In this particular case, the problem involved fitting a spline surface to cloud of points. To fit the final surface, a reference spline surface was created and point cloud was projected on to the reference spline surface. The (u,v) coordinates of projected point were then assigned as reference (u,v) point to original point. We were using Parasolid geometry kernel. Parasolid has a point projection function. There is no analytical solution for projecting the point on spline surface. Hence the algorithms for projecting point to spline surface are iterative algorithms which converge to the solution within given tolerance. However, in our case, we were projecting anywhere from 3000 to 10,000 points to a spline surface. In the typical use-case, the projection of point cloud happened many times on different reference surfaces.
Initial naive version took 30 to 35 minutes to complete simplest case. Complex cases required hours. Obvious this was 'deal breaker'. It was clear that this was not going to be acceptable to customer. We did some obvious changes like caching the results wherever possible.
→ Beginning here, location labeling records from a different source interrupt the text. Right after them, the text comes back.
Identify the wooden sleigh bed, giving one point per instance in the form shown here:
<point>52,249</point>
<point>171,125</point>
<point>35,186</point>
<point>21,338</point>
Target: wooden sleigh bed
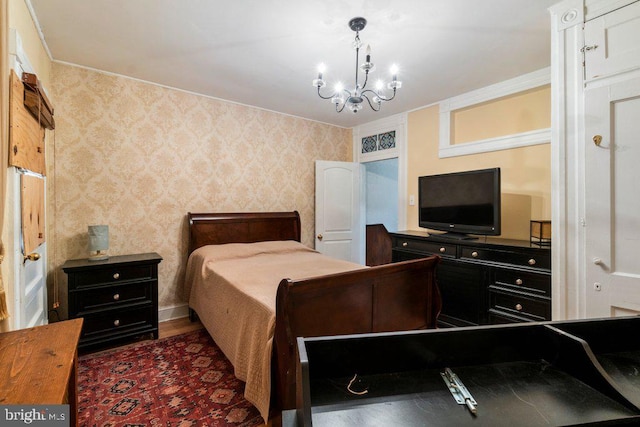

This somewhat improved the computation time (e.g. from 30 mins to 10-15 mins).
Obviously that was not enough. We wanted to do the simplest cases in seconds. A different solution was needed and we were stuck. Implementing the projection algorithm was out of question (as it is complex algorithm and Parasolid implementation was probably already highly optimized). Parallelizing with multiple threads was another option but that would give around 3/4 times speedup. We needed much-much larger speedup than that.
I re-looked at the Parasolid projection function and found that there is an additional parameter to the function. It is possible to give a 'hint' about projected (u,v) values. If the hint is good, it can cut down the number of iterations required to converge to the solution. But the way to compute the 'hint (u,v) values' has to be simple and quick. All of a sudden, I realized that the input point cloud is a laser scanned data, so the chances that previous point is near to current point are very high. Now the solution was simple use the calculated (u,v) values of previous point as 'hint' for the calculation of projected (u,v) for the current point. Since most of the cases, the previous point and current point are very near to each other, number of iterations required to compute the projection were drastically reduced. The code change required to implement this solution was 'minimal'. But the speed ups achieved were really dramatic.
We did few other performance improvements. Finally when we delivered the project the same simple testcase which took 30 minutes was finishing in 7-10 seconds. A speed up of 180 times. :-)
This was really most unusual and dramatic performance optimization that I did. Also it was certainly the case that 'complex looking problem usually have very simple solution'